# Regions at Carbondale



## shootist (Aug 28, 2003)

I live really close by, so I might shoot it.


----------



## Garceau (Sep 3, 2010)

shootist said:


> I live really close by, so I might shoot it.


Possibly.....but speaking to others there is a state ASA qualifier that date. So will be tough to pull shooters


----------



## BowHuntnKY (Dec 10, 2008)

As kevin said. That weekend is an IL ASA qualifier And probably the largest draw of all....I myself will probably attend the qualifier since illinois requires a minimum of 5 for SOY.


----------



## carlosii (Feb 25, 2007)

I think they (Regions) had problems last year bumping up against ASA qualifiers.

I wonder if they had done it right in the first place and did a mirror image of ASA maybe these Region shoots could have counted toward Federation qualifiers at the state level.

Oh well, no point in speculating on that.


----------



## BowHuntnKY (Dec 10, 2008)

carlosii said:


> I think they (Regions) had problems last year bumping up against ASA qualifiers.
> 
> I wonder if they had done it right in the first place and did a mirror image of ASA maybe these Region shoots could have counted toward Federation qualifiers at the state level.
> 
> Oh well, no point in speculating on that.



Yes the indiana regions was on the same weekend as the same state qualifier im talking about now,last year. .. and i know the ASA qualifier has over 100 shooters.


----------



## 3D Pinwheeler (Jan 29, 2007)

Lol. Its like they don't want attendance. This is a great way to show how not to get an organization up and running. 
Maybe its just a tax right off for Dick???
Same stuff every year...btw I work in Carbondale, Pennsylvania probably try to have a shoot here next year they have jumped around so much its just funny now.


----------



## treeman65 (Nov 24, 2005)

3D Pinwheeler said:


> Lol. Its like they don't want attendance. This is a great way to show how not to get an organization up and running.
> Maybe its just a tax right off for Dick???
> Same stuff every year...btw I work in Carbondale, Pennsylvania probably try to have a shoot here next year they have jumped around so much its just funny now.


Hopefully they never have one in PA after the way they put it to warren pa.


----------



## 3D Pinwheeler (Jan 29, 2007)

treeman65 said:


> Hopefully they never have one in PA after the way they put it to warren pa.

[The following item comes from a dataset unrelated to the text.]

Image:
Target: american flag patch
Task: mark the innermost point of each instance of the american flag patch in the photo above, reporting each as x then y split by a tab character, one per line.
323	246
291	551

They can have one in my backyard and I won't go....seen my last dime. Lies and BS foundation of this org.


----------



## BubbaDean1 (Dec 20, 2014)

3D Pinwheeler with the turnout they usually have your backyard should be big enough.


----------



## SJunior (Jun 16, 2011)

My wife and i will be there and Davenport. Never been to a Regions, figured we'd check it out.


----------



## sagecreek (Jul 15, 2003)

I really liked going to their shoot. Wish they were still coming to NC.


----------



## carlosii (Feb 25, 2007)

BubbaDean1 said:


> 3D Pinwheeler with the turnout they usually have your backyard should be big enough.

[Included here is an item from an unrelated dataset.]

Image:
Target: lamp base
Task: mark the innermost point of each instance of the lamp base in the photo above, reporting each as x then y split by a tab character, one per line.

...and you won't have to wait on other shooters on your range. LOL


----------



## dairyboy4 (Jun 24, 2007)

The ASA qualifer is in the middle of the state in Decatur. ..... Regions is in the southern part.....possibly pulling from KY, IL, MO and IN. so it still has potential to be a decent shoot.


----------



## cabbage2009 (Apr 9, 2009)

What is the cost for a membership? And do you have to have a membership to shoot? Anyone know


----------



## BowHuntnKY (Dec 10, 2008)

U can buy a temporary membership when u register on site


----------



## hoosierredneck (May 10, 2010)

How was the shoot


----------



## BowHuntnKY (Dec 10, 2008)

I heard its beautifully set up. And a nice place. Last i was told yesterday was 80ish shooters.

Edit: just counted 68/69 on results page.


----------



## Garceau (Sep 3, 2010)

BowHuntnKY said:


> I heard its beautifully set up. And a nice place. Last i was told yesterday was 80ish shooters.
> 
> Edit: just counted 68/69 on results page.

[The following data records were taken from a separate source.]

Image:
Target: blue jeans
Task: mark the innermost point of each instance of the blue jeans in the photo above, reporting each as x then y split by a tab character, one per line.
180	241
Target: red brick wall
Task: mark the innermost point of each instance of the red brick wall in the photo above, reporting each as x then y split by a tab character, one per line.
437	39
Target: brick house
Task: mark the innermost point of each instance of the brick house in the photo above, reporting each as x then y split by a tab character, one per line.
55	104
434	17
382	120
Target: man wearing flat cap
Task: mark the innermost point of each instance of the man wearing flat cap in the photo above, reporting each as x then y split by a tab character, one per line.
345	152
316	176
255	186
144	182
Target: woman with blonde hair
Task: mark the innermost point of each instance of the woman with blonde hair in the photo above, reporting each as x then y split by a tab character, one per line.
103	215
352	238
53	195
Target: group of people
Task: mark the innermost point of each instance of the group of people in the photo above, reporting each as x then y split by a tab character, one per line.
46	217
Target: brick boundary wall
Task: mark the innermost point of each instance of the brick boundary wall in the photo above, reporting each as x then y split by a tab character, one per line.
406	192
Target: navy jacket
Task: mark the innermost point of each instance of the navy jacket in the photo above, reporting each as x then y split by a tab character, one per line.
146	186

Was close to heading down.


----------



## carlosii (Feb 25, 2007)

Garceau said:


> Was close to heading down.


If my shoulder was healed up I would have been there.

Don't get many that close to us.


----------



## nele22 (Mar 10, 2009)

I was there. Touch of Nature was a great venue. Very tough ranges. We had a total of 70 shooters. The Modern Bowhunter class paid out well. $500 to the winner plus a 2 day guided white tail hunt on a 1000+ plus private ranch. 

Regions is trying. They are doing some things to be different than ASA. I think that is the right direction. For the record I shoot both.


----------



## Garceau (Sep 3, 2010)

nele22 said:


> I was there. Touch of Nature was a great venue. Very tough ranges. We had a total of 70 shooters. The Modern Bowhunter class paid out well. $500 to the winner plus a 2 day guided white tail hunt on a 1000+ plus private ranch.
> 
> Regions is trying. They are doing some things to be different than ASA. I think that is the right direction. For the record I shoot both.


Did they combine the open classes? What's the format, by the day 2 scores I'd say it's known day 2, unknown day 1?


----------



## nele22 (Mar 10, 2009)

I shoot pins so I'm not 100%.

I know that "Open" was all known.


----------



## BowHuntnKY (Dec 10, 2008)

Garceau said:


> Did they combine the open classes? What's the format, by the day 2 scores I'd say it's known day 2, unknown day 1?


You know first hand they just put you in whatever class they want hahaha


----------



## Garceau (Sep 3, 2010)

BowHuntnKY said:


> You know first hand they just put you in whatever class they want hahaha


Yeah.....you look like a stooge, judging targets then they throw you in k45 after the fact. 

Lol


----------